O receio com atos de vandalismo e furtos na sua casa, localizada na Rua do Pescador, e a preocupação com os dois cachorros o levou a se somar a outras dezenas de pessoas que transformaram as BR-116 e BR-290 em endereços de residências precárias. O reciclador está acampado com o casal de filhos, uma nora, um genro e dois bebês, de 7 e 11 meses. Um caminhão antigo usado no trabalho de coleta também foi salvo.
Não é, porém, a primeira vez que a vida do reciclador vira tema de reportagem. Em maio de 2008, Teófilo Motta ainda trabalhava utilizando uma carroça. Naquele ano, uma discussão a partir de proposta do então vereador Sebastião Melo propunha o fim da circulação dos veículos de tração animal em Porto Alegre. O debate que pautava a cidade também foi tema de comentários do colunista do Grupo RBS Paulo Sant'Ana, que foi provocado a viver um pouco da rotina de um carroceiro. E assim ele o fez, no dia 12 de maio de 2008, ao lado de Teófilo Motta (leia abaixo a reportagem publicada em 2008). O colunista morreu em julho de 2017.
— A gente conversou bastante. Ele me falou sobre quando ele foi delegado em Porto Alegre. Eu perguntei também pra ele por que ele fumava tanto. Ele disse que era muito difícil de parar — relembra.
Paulo Sant'ana percorreu, em 43 minutos, cerca de 10 quilômetros, partindo da Ilha Grande dos Marinheiros até a Avenida Cristóvão Colombo. A bordo da carroça puxada pelo cavalo Pretinho, o colunista conduziu o veículo e recolheu alguns sacos de lixo.
"É uma vida dura e sacrificada a do carroceiro. Ele consegue, a muito custo, catar grande quantidade de lixo para ganhar R$ 600 a R$ 700 por mês", publicou Sant'Ana em coluna no dia seguinte.

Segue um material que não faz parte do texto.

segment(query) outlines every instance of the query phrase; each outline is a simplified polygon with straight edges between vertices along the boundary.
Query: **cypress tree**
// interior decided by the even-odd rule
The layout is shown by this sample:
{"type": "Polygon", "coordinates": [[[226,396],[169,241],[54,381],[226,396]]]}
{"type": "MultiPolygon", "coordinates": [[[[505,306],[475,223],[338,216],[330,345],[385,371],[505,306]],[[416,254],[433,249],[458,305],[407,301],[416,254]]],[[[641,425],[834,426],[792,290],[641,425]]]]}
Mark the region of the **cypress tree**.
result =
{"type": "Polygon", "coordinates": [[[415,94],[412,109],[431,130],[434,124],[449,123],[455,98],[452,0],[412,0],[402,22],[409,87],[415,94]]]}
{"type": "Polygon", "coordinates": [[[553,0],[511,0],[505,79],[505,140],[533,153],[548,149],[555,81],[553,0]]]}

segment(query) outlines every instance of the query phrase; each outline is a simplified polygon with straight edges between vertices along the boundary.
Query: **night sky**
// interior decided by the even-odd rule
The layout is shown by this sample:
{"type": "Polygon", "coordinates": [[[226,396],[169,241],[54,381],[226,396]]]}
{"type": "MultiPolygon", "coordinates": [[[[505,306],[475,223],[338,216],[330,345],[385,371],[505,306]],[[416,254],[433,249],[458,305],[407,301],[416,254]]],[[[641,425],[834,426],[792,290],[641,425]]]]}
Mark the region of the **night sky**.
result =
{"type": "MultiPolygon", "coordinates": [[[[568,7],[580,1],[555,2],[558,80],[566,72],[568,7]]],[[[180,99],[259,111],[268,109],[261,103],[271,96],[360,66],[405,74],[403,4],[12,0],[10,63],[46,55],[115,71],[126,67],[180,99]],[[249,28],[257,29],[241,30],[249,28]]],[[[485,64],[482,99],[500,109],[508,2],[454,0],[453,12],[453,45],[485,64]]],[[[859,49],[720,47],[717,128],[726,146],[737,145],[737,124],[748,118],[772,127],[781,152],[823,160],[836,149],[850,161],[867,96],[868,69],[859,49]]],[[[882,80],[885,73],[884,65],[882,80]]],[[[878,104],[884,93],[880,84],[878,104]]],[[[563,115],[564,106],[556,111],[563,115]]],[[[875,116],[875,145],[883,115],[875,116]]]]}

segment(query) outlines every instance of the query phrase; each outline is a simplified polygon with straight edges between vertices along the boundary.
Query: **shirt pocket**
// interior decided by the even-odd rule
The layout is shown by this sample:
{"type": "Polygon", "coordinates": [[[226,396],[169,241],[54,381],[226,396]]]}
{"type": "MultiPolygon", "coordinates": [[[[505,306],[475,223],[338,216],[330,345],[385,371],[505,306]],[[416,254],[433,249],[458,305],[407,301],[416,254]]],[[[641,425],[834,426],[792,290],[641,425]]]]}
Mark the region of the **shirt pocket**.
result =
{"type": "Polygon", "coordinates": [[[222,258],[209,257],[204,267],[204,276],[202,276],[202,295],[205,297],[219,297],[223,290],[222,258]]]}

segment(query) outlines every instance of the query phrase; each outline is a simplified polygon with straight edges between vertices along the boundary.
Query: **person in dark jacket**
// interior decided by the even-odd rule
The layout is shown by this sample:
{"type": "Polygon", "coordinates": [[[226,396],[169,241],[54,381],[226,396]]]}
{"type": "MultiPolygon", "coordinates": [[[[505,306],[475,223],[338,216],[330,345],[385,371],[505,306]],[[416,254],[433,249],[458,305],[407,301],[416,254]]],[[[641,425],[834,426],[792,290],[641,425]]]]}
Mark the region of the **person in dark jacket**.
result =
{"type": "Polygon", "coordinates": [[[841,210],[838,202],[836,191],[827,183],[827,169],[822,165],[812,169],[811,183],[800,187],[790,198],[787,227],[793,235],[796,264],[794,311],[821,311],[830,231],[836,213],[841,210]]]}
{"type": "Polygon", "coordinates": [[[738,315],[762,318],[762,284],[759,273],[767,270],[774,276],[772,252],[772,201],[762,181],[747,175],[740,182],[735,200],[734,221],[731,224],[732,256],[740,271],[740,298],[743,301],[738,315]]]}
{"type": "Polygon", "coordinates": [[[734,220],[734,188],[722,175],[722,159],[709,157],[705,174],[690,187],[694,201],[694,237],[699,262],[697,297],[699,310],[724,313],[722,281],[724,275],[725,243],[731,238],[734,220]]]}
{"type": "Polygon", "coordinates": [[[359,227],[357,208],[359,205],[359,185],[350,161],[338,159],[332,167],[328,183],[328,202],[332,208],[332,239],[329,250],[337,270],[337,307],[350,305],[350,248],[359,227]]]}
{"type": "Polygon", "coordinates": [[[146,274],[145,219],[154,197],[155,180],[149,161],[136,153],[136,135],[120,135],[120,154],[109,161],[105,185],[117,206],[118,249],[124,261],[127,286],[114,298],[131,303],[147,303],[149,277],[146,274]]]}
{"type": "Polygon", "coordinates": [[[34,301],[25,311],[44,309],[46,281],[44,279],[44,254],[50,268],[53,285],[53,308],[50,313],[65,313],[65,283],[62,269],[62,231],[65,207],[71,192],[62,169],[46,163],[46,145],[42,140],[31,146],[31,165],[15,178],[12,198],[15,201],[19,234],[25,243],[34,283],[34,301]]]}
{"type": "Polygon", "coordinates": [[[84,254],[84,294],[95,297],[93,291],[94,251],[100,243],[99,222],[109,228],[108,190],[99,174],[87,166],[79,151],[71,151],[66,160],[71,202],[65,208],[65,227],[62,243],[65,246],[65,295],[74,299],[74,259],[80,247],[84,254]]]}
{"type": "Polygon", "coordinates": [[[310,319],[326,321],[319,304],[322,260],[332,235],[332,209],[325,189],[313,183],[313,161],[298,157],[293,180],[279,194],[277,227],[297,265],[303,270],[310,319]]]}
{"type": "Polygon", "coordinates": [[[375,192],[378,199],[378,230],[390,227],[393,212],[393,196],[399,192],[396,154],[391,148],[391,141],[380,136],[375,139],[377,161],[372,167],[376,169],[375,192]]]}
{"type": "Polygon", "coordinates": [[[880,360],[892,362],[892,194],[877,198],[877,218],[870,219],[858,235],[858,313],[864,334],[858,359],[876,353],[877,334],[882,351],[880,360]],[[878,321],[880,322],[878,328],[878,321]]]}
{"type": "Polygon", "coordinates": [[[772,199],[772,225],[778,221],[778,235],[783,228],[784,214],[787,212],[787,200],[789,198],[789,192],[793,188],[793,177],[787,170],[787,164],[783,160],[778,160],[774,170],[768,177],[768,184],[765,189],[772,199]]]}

À época, Teófilo presidia a Associação dos Carroceiros de Porto Alegre. A entidade buscava regularizar a atividade na capital gaúcha.
— Consegui o emplacamento das carroças, uma carteira. Tinha também uma ajuda da UFRGS para eles tratarem os cavalos — lembra Teófilo Motta.
O reciclador conseguiu retomar a coleta de materiais no último domingo (26). Isso foi possível graças ao conserto do Mercedes Benz 608, que substituiu a antiga carroça. Por enquanto, a família de Teófilo Motta segue sem expectativa de retorno para casa.